1D Infinite Square Well: Box Suddenly Increases in Size. How treat this?

Question

I am currently working my way through John S. Townsend book "A Fundamental Approach to Modern Physics" (ISBN: 978-1-891389-62-7). Exercise 3.12 (p.111) is about the 1D infinite square well. The box has the potential barriers at $x=0$ and $x=L$. $$ V\left(x\right) = \begin{cases} \infty & x < 0 \\ 0 & 0 \leq x \leq L \\ \infty & x > L \end{cases} $$

The text states the following:

A particle of mass $m$ is in the lowest energy (ground) state of the infinite potential energy well.
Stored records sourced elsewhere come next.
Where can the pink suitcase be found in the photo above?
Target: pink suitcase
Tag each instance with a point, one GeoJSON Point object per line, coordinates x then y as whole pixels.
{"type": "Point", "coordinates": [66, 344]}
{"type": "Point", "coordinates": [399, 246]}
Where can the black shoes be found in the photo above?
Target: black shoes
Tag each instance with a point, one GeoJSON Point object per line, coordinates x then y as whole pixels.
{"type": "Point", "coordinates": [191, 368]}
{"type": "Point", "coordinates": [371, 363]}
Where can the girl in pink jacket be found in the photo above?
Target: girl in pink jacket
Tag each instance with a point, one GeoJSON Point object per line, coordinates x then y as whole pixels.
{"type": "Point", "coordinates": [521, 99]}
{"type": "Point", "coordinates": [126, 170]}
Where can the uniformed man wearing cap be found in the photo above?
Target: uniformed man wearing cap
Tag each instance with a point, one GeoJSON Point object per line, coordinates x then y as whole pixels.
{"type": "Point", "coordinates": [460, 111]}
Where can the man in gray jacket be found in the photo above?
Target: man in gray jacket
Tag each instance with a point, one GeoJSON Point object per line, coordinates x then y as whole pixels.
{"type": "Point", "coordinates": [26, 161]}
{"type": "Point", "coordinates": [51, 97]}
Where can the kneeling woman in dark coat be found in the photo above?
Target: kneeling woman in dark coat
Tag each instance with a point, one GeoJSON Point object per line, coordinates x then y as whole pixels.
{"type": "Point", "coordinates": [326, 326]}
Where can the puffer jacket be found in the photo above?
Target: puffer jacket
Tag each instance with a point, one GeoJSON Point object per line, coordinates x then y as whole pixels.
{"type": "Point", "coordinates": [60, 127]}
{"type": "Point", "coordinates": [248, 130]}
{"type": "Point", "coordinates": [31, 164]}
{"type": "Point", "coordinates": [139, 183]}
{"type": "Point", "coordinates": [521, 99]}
At time $t=0$ the wall located at $x=L$ is suddenly pulled back to a position at $x=2L$. This change occurs so rapidly that instantaneously the wave function does not change. ($a$) Calculate the probability that a measurement of the energy will yield the ground-state energy of the new well.
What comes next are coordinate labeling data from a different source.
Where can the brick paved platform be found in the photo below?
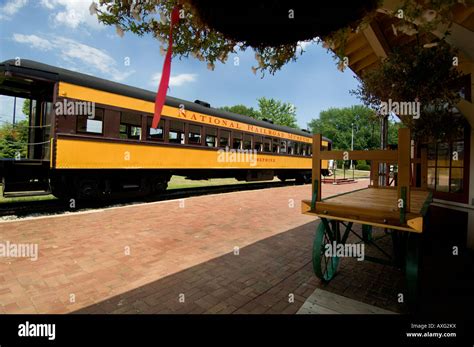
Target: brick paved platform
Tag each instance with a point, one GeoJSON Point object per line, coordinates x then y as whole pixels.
{"type": "Point", "coordinates": [243, 252]}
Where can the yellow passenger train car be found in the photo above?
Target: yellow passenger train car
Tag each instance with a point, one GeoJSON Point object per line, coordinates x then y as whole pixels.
{"type": "Point", "coordinates": [92, 138]}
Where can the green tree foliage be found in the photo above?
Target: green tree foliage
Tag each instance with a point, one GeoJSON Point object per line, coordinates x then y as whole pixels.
{"type": "Point", "coordinates": [281, 113]}
{"type": "Point", "coordinates": [336, 124]}
{"type": "Point", "coordinates": [424, 74]}
{"type": "Point", "coordinates": [14, 139]}
{"type": "Point", "coordinates": [243, 110]}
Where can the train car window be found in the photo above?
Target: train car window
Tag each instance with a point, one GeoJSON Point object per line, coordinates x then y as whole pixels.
{"type": "Point", "coordinates": [297, 148]}
{"type": "Point", "coordinates": [211, 137]}
{"type": "Point", "coordinates": [258, 143]}
{"type": "Point", "coordinates": [282, 146]}
{"type": "Point", "coordinates": [176, 133]}
{"type": "Point", "coordinates": [247, 141]}
{"type": "Point", "coordinates": [267, 144]}
{"type": "Point", "coordinates": [194, 135]}
{"type": "Point", "coordinates": [224, 140]}
{"type": "Point", "coordinates": [291, 147]}
{"type": "Point", "coordinates": [237, 140]}
{"type": "Point", "coordinates": [130, 126]}
{"type": "Point", "coordinates": [275, 147]}
{"type": "Point", "coordinates": [91, 125]}
{"type": "Point", "coordinates": [155, 134]}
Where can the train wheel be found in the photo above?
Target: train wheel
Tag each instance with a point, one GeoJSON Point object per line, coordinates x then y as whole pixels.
{"type": "Point", "coordinates": [159, 185]}
{"type": "Point", "coordinates": [325, 267]}
{"type": "Point", "coordinates": [88, 188]}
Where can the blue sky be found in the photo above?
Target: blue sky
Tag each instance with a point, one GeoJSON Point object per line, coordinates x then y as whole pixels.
{"type": "Point", "coordinates": [64, 34]}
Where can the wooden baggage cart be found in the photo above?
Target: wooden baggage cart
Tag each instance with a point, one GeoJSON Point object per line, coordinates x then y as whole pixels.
{"type": "Point", "coordinates": [400, 210]}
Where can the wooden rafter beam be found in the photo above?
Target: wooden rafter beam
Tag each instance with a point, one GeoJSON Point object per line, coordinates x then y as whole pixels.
{"type": "Point", "coordinates": [377, 40]}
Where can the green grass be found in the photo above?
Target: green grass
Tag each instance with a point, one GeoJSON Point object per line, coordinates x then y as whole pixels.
{"type": "Point", "coordinates": [357, 174]}
{"type": "Point", "coordinates": [176, 182]}
{"type": "Point", "coordinates": [26, 198]}
{"type": "Point", "coordinates": [179, 182]}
The answer to this question involves re-solving the T.I.S.E., applying new boundary conditions, and re-normalizing the wave function. Then we project the new wave-function onto the old one, and calculate the overlap of the two wave-functions (initial and final wave-function).

I cannot find any discussion about this particular problem that would make me able to reason my way to calculate an overlap between the initial and final wave-function. No way. Unless I have a background in linear algebra, and would be able to foresee the need to project the one onto the other, and sort of find my way logically to the answer, I see no way any student without any experience with quantum physics would be able to solve this on their own. I had to use Google until I found the solution to a similar problem.

Or, maybe QM just does not come naturally to me. A lot of problem-solving is required in these types of courses to for us to build up some "intuition" about what to expect as results, what to do, etc. I still do not fully understand the logic behind the solution to the problem.

Phenomenologically, there is a particle inside the box. Then, suddenly, the box widens to twice its size. However, the wave-function does not change. Even though the particle has a bigger box in which to move around, the initial wave-function does not take this extra room into account, and would equal zero when $x>L$. Hence, I would not expect for the particle to venture out to the new region much, if we used only the initial wave-function. Or, is the problem that the particle will indeed venture out there (since $V(x)=0$, and it is physically allowed to), but we have not considered this in our normalizing of the function? Hence, it makes no sense to calculate any property of the particle with the "initial" wave-function, since this is simply the incorrect wave-function for the new well?

New ideas and thoughts

Okay, so I have to evaluate the integral

$$ c_1 = \int\limits_{- \infty}^{\infty} \psi_1 (x) \Psi (x) dx $$

where $\psi_1$ is the theoretical wave-function for a particle in the entire box, that is from $0$ to $2L$, and $\Psi$ is the wave-function for the actual particle, that is from $0$ to $L$.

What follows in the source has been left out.